It sounds like a fun little thriller: Talented, but traumatized, classical pianist has his comeback concert short-circuited when a mystery man threatens to shoot him mid-concerto if he plays a single wrong note! Alas, we’ll never know if this DRIVE meets PHANTOM OF THE OPERA mash-up could work since the execution from scripter Damien Chazelle & megger Eugenio Mira is pure amateur hour. (So too the film’s ‘original’ piano concerto by Victor Reyes, a wan pastiche of Tchaikovsky, Rachmaninoff, Mantovani, Ferrante & Teicher.) Even if you go along with gaffes like no rehearsal, having the grand placed behind the orchestra or the unintentionally hilarious stadium-style public-address introductions (‘Ladies & Gentlemen!
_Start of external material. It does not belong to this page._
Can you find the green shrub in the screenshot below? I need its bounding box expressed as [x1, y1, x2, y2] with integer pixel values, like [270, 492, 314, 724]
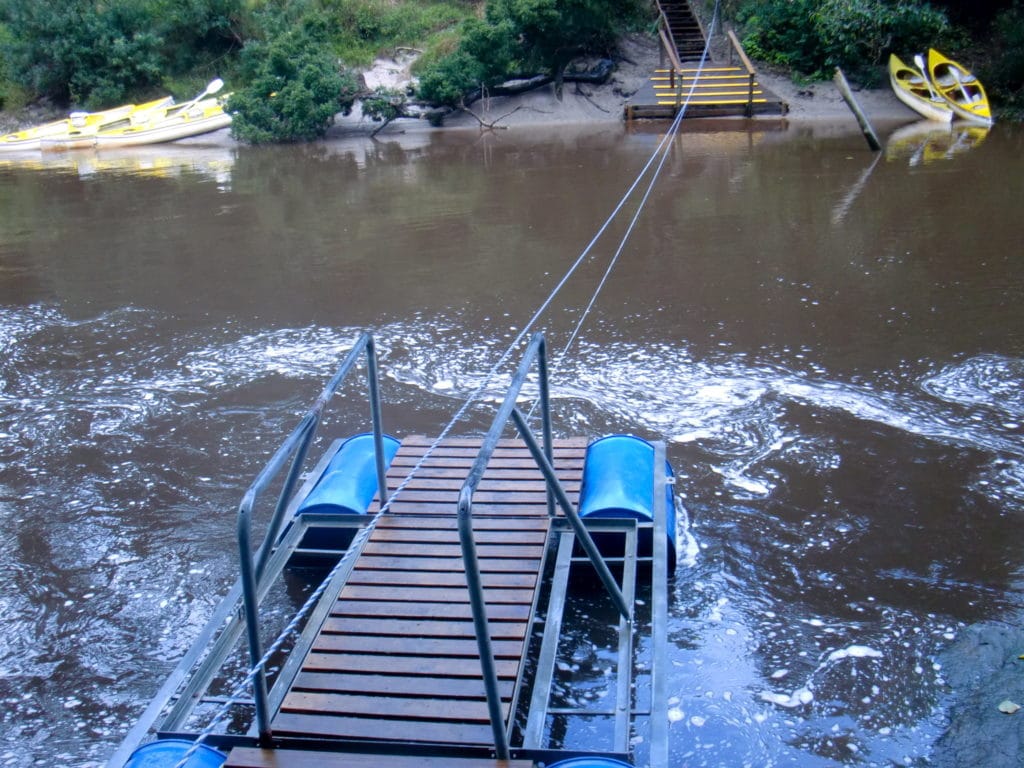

Please welcome tonight’s conductor!’), when’s the last time you saw a classical soloist playing off his music score? Didn’t that turn unfashionable with Liszt? Then again, not even Liszt could simultaneously send text via cell phone, converse on Blue-Tooth and be note perfect! Lucky John Cusack gets to (literally) phone-it-in as a dastardly off-screen voice. But the idiocies hardly abate for Wood, spiffy in his cummerbund, dashing off-stage for instructions in the middle of the first movement; or having our prick of a primo uomo conductor stop to deliver a not-so funny speech between the first & second movements. Heck, let's have intermission between the second & third movement since Wood is off someplace again. Obviously, no one involved in this thing has ever been to a classical concert . . . it’s likely they’ve never been to a movie.
SCREWY THOUGHT OF THE DAY: Is Elijah Wood aging into a youngish Brad Dourif?
WATCH THIS, NOT THAT: For a classical music thriller that doesn’t insult your intelligence, try John Brahm’s HANGOVER SQUARE/’45 with Bernard Herrmann’s stunning mini-concerto finale.